Scumbag [skuhm-bag]: 1) a bag of Scum (a fruit originary from the Paparua Island, wwhich pulp has propertis against erectile dysfunction); 2) a generic term to deifne a person of low moral fiber.
I've been against my own body for the whole last couple of weeks. Everyday, every waking hour a monster stab of pain coming from the centre of my back rendered me unable to move, breathe properly or even think. See, i always had problems with my back, since i had my major car accident (not the one that caused me the suspension of my driving license, curiously, but that's another story). And since my numerous ankle breakings due to my drunken falls. And also since my main job implies that i stay sat in front of a computer for most of the time. But hardly i ever experience something so brutal, that basically made me paralyzed for big slabs of time.
Add to that a weirs deries of other, smaller, health issues i had rtecently and i have to admit that i got worried. What if all those things were the sign of a larger, more serious condition?
What if i was in trouble?
That sort of thought roams often in my head, i am a recovering depresssed alcoholic and on meds after all, but the thoughts vary each time, almost as a sign of the mental temperature i'm in. This time i was much more scared and also realized how completely alone i am, in my world.
Yes, i have friends, but the best ones live across the ocean or at least many km away from me. I dont have people that have my back (no pun intended) close to me. Many of my closest friend would help, as i'd do for them but, since their lives arent intertwined with mine, they could do that to a certain point. If i duied, i would die almost alone.
Yeah, well, those thoughts kep roaming in my head and making me afraid. So while i was waiting for a resolution and some medical result, i thought that maybe, it woyuld be the right time to reconnect with my family. My mother and my father. Not that we're really estranged, but maybe this could be a chance to actually rebuild a relationship and some love and mutual goood feelings, since they are old and not healthy and i felt fragile too.
But thats the point: old age doesnt turn people into better persons. And i aint much better either. I show my best game face with others but i have tons and tons of unspoken bad things ive done, flaws huge as an ocean, things ive done to others, to their back and to their face, which i would love to apologiza for but it's too late. And probably it would be pointless, since im quite sure that i'll do worse in the future, somehow. Part of the bad emotional state i'm in recently is because i pushed a LOT of people away. Some times because i felt hurt or tired. Other times because i was a scumbag, pure and simple.
As for my family. Well, they're not good people. My father is weak, spineless and a liar. He has been pushed around for most of his life, so he always kinda took it out on his scapegoats: my mother and me. Not in a violent way, unless you count "emotional violence", which i think does NOT exìst, since abuse is when you're tortured, the rest is just part of life. But defnitely in a soul crushing way. He's been taking away happiness and peace of mind from me since i was born and never really quit even when i became an adult. He is just obnoxious, mean and whiny. And age didnt make him better. When he learned about my health stuff, he worried but suddenly turned the argument on himself, lamenting how miserable he is and how everyone disappoinbts him. After a few minutes of that i realized he didnt listen to what i just told him about me. When i repeated the whole thing, he just said "whatever". He is a scumbag.
My mother. Well she drinks. And hates. I have talked about this, so many times, i feel ridiculous talking about it again. I poften feel disgust towards myself for mentioning this "family issues", on here. makes me feel like i'm "one of those whiny emo bloggers" as a person called me once. But since this ois my OWN place to write down my thoughts, i'll do this anyway.

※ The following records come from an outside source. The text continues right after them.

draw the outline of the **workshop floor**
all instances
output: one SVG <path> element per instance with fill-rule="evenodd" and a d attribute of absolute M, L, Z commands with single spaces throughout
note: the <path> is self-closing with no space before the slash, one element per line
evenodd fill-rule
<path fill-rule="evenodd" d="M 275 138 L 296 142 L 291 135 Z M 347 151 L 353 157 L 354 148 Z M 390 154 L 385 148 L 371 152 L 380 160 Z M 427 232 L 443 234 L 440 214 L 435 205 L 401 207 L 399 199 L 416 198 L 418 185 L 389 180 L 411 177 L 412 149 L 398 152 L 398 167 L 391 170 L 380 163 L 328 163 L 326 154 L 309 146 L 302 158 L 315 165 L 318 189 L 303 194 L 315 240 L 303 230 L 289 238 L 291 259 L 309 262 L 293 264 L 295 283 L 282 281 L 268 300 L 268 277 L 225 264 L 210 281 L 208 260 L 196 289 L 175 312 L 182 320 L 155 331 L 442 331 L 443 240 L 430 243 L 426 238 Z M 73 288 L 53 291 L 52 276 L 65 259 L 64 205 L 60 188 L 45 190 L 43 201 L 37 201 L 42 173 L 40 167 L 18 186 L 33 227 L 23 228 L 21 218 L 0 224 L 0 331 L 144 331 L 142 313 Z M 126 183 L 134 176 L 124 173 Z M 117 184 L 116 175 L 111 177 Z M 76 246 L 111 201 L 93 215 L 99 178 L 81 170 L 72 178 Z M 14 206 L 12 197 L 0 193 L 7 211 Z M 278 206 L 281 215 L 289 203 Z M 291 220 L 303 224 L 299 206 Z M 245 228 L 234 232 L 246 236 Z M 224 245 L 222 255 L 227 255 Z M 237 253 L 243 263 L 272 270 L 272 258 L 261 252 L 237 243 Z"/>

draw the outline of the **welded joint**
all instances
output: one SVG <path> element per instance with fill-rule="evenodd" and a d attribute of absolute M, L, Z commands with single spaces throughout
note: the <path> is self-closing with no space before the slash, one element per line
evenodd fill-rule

Get lost if it bothers you.
So she drinks everyday, all day. I remember living with her. Shge is sober just for the time she's required to do her basic survival tasks. For the rest of the time she's drunk, full of pills, hateful and destructive.
As i explained my points to her, she just spewed hate on me. Yeah, she was worried, but the worry just made her angrier. It happens like that. A mind filled with hate and resentment against a life that is miserable and wasted, lashes out at any moment of tension against the ones you feel is responsible for your miseryu. So she hoped i would die, since i am what destroyed her life, a person that steals money to spend on filth and drugs, a person that she should have aborted, since all that my birth caused her was pain and misery. She is ashamed of me and thinks i'm repulsive and disgisting. And my health problems is what i deserve for being so.
Part of that is supposed to be made by alcohol but i believe that all the hate that comes out when someone drinks is just uninhibited truth, without the coat of smiling paint that sobriety puts on it.
Its not enecessarily "in vino veritas" but what a drunk tells you repeatedly when they drink, is what their brain hides under layers of fake love an niceness, which alcohol and drugs strip away. hate is the most real and honest of all feelings. Much more than love. It's the natural reaction, where love is fabricated, and alcohol sets it free.
So yeah, she's a scumbag too.
In the end i got my back kinda fixed and i'm really better. I wont die as soon as i thought. But i'm still alone, i'm a scumbag and most of what should be my close family is too. And my best friends are far away. Gotta think that one over.